Outlook for Next Year
BTC has seen ample upside this year. Looking to 2025, BTC may enter a period of adjustment early in the year, and its subsequent performance will continue to be influenced by macroeconomic conditions, regulatory environment, and industry development, with both volatility and opportunities.
From a macroeconomic perspective, the Fed turned hawkish on rate cuts at the end of this year, and more importantly, the quantitative tightening (QT) policy backdrop remains unchanged, meaning long-term liquidity will likely remain tight, and short-term liquidity growth may also slow under the goal of controlling inflation. This could put pressure on BTC's ability to continue rallying next year.
However, BTC's price action this year suggests it is more sensitive to changes in the regulatory environment.

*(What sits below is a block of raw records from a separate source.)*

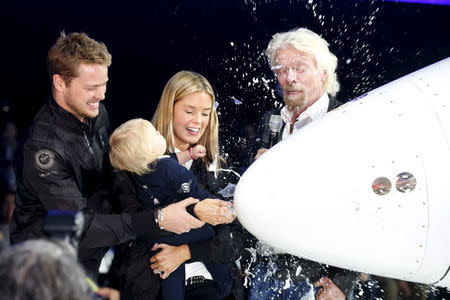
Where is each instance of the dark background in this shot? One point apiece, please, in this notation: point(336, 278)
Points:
point(375, 41)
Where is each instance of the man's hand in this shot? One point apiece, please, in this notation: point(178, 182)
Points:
point(214, 211)
point(168, 259)
point(329, 290)
point(177, 219)
point(109, 293)
point(260, 152)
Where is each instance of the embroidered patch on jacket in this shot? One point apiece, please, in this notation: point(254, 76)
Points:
point(185, 187)
point(44, 159)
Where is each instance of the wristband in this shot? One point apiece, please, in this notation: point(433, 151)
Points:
point(159, 217)
point(190, 154)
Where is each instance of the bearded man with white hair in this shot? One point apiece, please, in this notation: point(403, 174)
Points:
point(306, 72)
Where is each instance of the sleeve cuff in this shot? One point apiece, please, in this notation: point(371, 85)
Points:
point(199, 252)
point(190, 210)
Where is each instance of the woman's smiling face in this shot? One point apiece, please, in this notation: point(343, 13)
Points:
point(191, 116)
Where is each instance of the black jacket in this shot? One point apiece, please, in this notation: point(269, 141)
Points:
point(66, 167)
point(136, 279)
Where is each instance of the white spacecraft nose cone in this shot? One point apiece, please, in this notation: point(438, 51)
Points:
point(364, 188)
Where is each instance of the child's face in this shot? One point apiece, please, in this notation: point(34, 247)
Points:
point(157, 140)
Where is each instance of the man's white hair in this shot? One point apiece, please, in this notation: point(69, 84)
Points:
point(311, 43)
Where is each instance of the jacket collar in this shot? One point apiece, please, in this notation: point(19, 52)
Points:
point(67, 119)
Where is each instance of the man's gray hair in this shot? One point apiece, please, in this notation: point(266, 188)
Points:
point(39, 269)
point(311, 43)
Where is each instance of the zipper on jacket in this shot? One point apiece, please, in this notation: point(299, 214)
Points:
point(87, 141)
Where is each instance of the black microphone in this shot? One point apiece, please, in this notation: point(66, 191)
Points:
point(275, 125)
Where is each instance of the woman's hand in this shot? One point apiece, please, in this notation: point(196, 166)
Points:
point(214, 211)
point(329, 290)
point(168, 259)
point(176, 219)
point(109, 293)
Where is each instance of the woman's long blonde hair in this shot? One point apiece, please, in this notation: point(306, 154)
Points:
point(180, 85)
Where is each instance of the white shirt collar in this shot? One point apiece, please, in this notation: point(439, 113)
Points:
point(312, 113)
point(187, 164)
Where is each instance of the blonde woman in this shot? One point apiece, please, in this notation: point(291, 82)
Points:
point(186, 116)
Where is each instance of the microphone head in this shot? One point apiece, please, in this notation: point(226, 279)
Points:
point(275, 123)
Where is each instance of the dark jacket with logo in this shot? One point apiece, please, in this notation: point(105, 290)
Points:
point(66, 167)
point(136, 279)
point(170, 182)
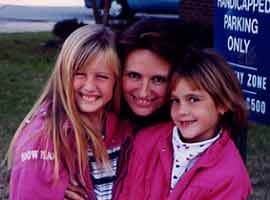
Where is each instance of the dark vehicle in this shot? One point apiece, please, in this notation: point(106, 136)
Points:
point(128, 8)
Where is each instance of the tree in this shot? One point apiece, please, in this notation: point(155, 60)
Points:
point(102, 11)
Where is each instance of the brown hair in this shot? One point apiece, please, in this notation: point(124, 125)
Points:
point(209, 71)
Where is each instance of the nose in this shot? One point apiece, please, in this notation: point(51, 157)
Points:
point(90, 83)
point(144, 88)
point(181, 110)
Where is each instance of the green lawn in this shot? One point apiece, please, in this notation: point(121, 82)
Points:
point(25, 63)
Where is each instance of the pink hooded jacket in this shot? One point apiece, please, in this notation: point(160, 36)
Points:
point(219, 174)
point(33, 167)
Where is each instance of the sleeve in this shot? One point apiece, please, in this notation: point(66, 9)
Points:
point(132, 186)
point(235, 188)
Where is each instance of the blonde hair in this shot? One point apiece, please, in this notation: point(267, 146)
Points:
point(80, 47)
point(207, 70)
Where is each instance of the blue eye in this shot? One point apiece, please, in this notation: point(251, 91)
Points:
point(193, 99)
point(174, 100)
point(133, 75)
point(101, 76)
point(159, 80)
point(79, 75)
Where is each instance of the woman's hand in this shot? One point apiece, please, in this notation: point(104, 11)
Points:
point(75, 192)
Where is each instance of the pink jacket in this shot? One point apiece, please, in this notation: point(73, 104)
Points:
point(219, 174)
point(33, 166)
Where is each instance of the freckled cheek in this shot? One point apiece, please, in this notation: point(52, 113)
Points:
point(161, 91)
point(128, 85)
point(77, 84)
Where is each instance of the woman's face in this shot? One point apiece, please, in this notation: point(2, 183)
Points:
point(145, 81)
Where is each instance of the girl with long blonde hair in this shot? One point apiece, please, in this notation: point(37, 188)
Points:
point(72, 134)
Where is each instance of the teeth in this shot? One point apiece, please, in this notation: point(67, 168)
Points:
point(89, 98)
point(143, 102)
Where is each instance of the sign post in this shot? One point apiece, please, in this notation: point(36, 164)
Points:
point(242, 36)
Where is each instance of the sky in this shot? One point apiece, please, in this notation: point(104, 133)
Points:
point(43, 2)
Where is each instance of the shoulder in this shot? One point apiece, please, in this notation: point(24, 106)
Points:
point(154, 132)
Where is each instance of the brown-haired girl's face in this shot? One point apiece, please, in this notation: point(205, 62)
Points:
point(93, 85)
point(145, 81)
point(194, 111)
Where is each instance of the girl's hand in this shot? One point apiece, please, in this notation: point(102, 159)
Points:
point(75, 192)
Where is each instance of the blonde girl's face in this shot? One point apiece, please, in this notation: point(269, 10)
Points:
point(194, 112)
point(93, 85)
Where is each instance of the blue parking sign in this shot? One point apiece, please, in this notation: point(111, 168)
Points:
point(242, 36)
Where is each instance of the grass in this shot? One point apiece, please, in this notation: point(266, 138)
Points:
point(25, 64)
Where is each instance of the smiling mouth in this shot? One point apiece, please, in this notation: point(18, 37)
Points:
point(185, 124)
point(142, 101)
point(89, 98)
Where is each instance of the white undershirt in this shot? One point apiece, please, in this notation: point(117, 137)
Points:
point(186, 154)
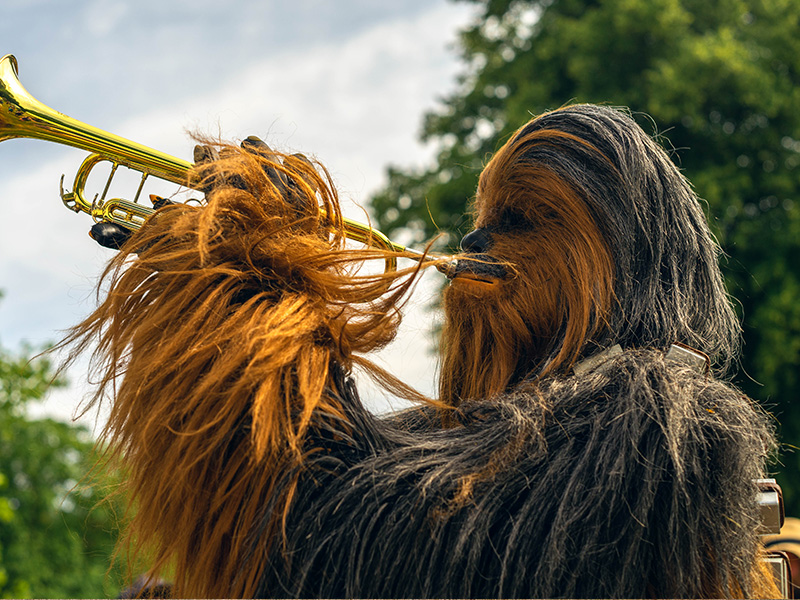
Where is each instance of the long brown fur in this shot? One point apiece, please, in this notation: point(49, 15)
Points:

The results of the U.S. presidential election directly triggered BTC's price to break above $100,000, so if there is further regulatory easing next year, it could provide impetus for BTC to continue its upward trend.
From an industry development perspective, the rapid rise of BTCFi has pushed BTC into a new stage of asset application, and staking protocols and other applications could foster network effects for these assets, further supporting BTC's price. However, if BTC's price becomes highly influenced by its applications, this would represent a new upward logic beyond just scarcity and digital gold, and would require significant scale of applications, which may be difficult to achieve in the short term.